The irony of the situation is that demonetisation has actually helped certain sectors—not just fintech and related services but also companies that are driving the knowledge solutions industry.

The knowledge solutions industry is 100% cashless and a potential foreign exchange earner.

There have been a lot of initiatives undertaken by the current government for budding entrepreneurs and startups in the services sector. Talking specifically about the corporate solutions industry, which provides consultative learning solutions with corporate training, the road ahead looks positive, if the government supports it with desired policies and propositions.

The knowledge solutions industry is 100% cashless and a potential foreign exchange earner; it can be truly global in approach, for the need and market, both are global. Numbers indicate a global CAGR of 7.5% and US$350 billion market size. India currently is only 8% of the global market and needs to be explored to its full potential.

Notably, India is a service-driven economy and today 60% of the GDP is driven by this sector, while if we look at UK, this ratio is 80% (though we have recently overtaken UK in terms of GDP). The government created enough impetus for the manufacturing sector with initiatives like Make in India. We request a similar focus and push as the scalability of the service sector is fast and its impact is global.

Also, the government must enable ways and means, with specifically designed policy/policies and taxation support for the entry of private equity players into Indian markets for MSMEs. This will help small and medium players to increase their reach, and gain more revenue for the country.

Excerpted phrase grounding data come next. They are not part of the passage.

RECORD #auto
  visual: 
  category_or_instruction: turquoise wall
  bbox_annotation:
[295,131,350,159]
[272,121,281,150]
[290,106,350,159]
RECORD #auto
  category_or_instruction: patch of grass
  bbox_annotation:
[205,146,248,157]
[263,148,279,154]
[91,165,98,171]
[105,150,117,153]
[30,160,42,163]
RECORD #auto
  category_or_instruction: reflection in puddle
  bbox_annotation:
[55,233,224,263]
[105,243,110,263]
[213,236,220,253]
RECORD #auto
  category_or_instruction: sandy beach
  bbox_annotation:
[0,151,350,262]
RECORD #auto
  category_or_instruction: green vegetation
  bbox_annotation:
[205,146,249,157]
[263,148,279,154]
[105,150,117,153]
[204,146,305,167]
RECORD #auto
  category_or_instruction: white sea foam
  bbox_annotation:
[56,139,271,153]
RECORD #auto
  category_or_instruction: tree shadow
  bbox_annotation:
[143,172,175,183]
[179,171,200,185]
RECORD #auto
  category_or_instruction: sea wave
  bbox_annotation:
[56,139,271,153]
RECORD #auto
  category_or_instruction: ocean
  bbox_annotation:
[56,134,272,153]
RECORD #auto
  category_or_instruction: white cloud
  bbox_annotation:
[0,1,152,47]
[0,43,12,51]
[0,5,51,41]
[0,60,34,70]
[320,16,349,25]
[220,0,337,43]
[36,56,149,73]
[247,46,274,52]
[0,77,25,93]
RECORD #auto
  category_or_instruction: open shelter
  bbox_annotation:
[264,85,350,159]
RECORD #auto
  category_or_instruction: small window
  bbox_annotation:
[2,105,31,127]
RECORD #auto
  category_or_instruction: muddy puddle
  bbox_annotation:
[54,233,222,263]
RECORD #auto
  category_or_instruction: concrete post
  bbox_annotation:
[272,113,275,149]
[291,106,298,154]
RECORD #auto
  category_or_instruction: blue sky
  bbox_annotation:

The need of the hour is a friendly repatriation mechanism to be made available for investors and a possible "tax holiday", say for three to five years, on such cash outs or repatriations. Easy FDI investment norms and licensing will support entrepreneurs and make them feel protected as they work to reach the peak of the growth curve. All this will help in boosting the service sector, with cashless and technology-driven businesses.

As for GST, the much-awaited indirect tax reform, we are hoping that the government will extend the date of provisional registration, as organisations are still experiencing some teething issues in getting registered on the GST portal, though it's a game-changer that will help in reducing the cost of services in any sector.